Der halbherzige Beschluss der Innenministerkonferenz aus November 2004, Abschiebungen nach Afghanistan nur nach einer sorgfältigen „Einzelfallprüfung“ und in sehr eingeschränktem Umfang zuzulassen, ist nirgendwo schriftlich dokumentiert. Es existiert in Niedersachsen nur ein Erlass vom 09.06.2005, der eine gestaffelte Abschiebung von afghanischen Flüchtlingen vorsieht und gerade kein Abschiebungsstopp darstellt. Dennoch hat es seit 2005 aus Niedersachsen faktisch keine Abschiebungen nach Afghanistan gegeben (ausgenommen: Straftäter:innen). Die Betroffenen leben mit einer „Duldung“ in Deutschland
Das Land Niedersachsen hat 2005 das Landeskriminalamt angewiesen, keine Abschiebungen nach Afghanistan zu terminieren. Einzelfälle sollten dem Innenministerium vorgelegt werden. Dies führte zwar dazu, dass es faktisch keine Abschiebungen gibt. Allerdings wird den betroffenen Flüchtlingen eine mögliche Integration auf diese Weise auch weitgehend verwehrt.
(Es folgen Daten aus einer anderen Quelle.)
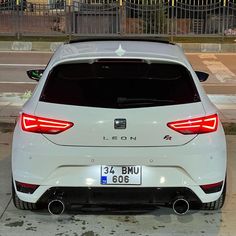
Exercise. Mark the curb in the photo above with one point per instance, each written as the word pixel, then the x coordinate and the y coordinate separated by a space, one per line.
pixel 52 46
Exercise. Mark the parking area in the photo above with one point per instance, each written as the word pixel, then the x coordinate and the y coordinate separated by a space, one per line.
pixel 99 221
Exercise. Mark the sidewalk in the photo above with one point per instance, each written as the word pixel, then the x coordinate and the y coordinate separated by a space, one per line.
pixel 11 103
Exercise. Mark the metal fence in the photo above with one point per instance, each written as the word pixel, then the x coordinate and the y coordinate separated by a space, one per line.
pixel 113 17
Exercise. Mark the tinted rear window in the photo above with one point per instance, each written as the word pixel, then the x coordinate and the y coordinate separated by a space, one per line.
pixel 119 84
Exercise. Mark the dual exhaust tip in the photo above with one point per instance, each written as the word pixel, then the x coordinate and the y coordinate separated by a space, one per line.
pixel 56 207
pixel 180 206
Da es keine anders lautende schriftliche Weisung des Landes gibt, gilt eine Abschiebung als grundsätzlich möglich. Dies veranlasst viele Ausländerbehörden dazu, die betroffenen Flüchtlinge unter Druck zu setzen: Ihre Duldung wird nur kurzfristig verlängert, sie erhalten Grenzübertrittsbescheinigungen oder ein Arbeitsverbot aufgrund fehlender Mitwirkung bei der Passbeschaffung, die von den Flüchtlingen aus Angst vor einer möglichen Abschiebung verweigert wird (welche aber faktisch nicht stattfindet).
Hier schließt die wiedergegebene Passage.